Quiconque douterait de l’authenticité de cette histoire sera tenu de lire les mémoires de la Société archéologique du midi, où elle est relatée tout au long (tome I, page 239), ainsi que la relation manuscrite d’un pieux Italien du nom de Médicis qui, voyageant dans le Velay, il y a quelque trois cents ans, a parlé de la chose à peu près en ces termes : « Un homme de bien du lieu d’Aiguilhe me rapporta que plusieurs pèlerins, connaissant l’histoire de la Piocella et la croyant être vraie, alloient au jardin où elle étoit tombée pour regarder en haut, puis montoient en haut pour regarder en bas. Si y furent tant de gens pour voir ce jardin, que plusieurs en emportèrent par singularité beaucoup de terre, de manière à faire craindre au maître de l’endroit que sa propriété ne s’appauvrît ; j’ose à peine ajouter qu’il fit mettre un bassin en ce lieu pour récolter les pécennes des bons pèlerins. »
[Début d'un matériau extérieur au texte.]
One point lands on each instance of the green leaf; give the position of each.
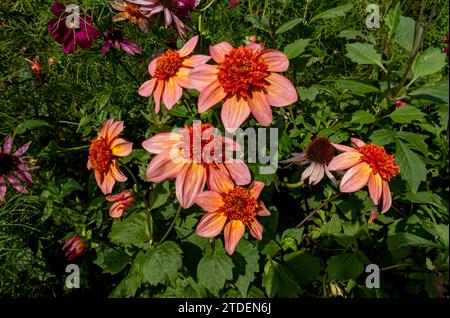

Pendant le récit de mon fils touchant le roc étonnant de Saint-Michel-en-Velay, qu’à l’invitation de l’auteur anonyme d’un vieux traité intitulé de Mundi mirabilibus, il ne me semblait pas éloigné de regarder comme la dixième merveille du monde, je me souvins à temps que je m’étais promis de voir coucher le soleil du haut du rocher Corneille. J’avais encore une heure devant moi : c’était assez. Laissant donc Henri prendre, sur la place du Breuil, en face de la belle fontaine Croizatier, un repos dont il avait grand besoin, je me lançai vers le but marqué, à travers les rues escarpées de la vieille ville, qui montent en échelles, ou tournent en spirales autour de la haute cathédrale.

  1. Elephas primigenus, — palœotherium magnum, — cervus ambiguus.
  2. Congrès scientifique de France. Rapports et bulletins, v. I, p. 282 et passim.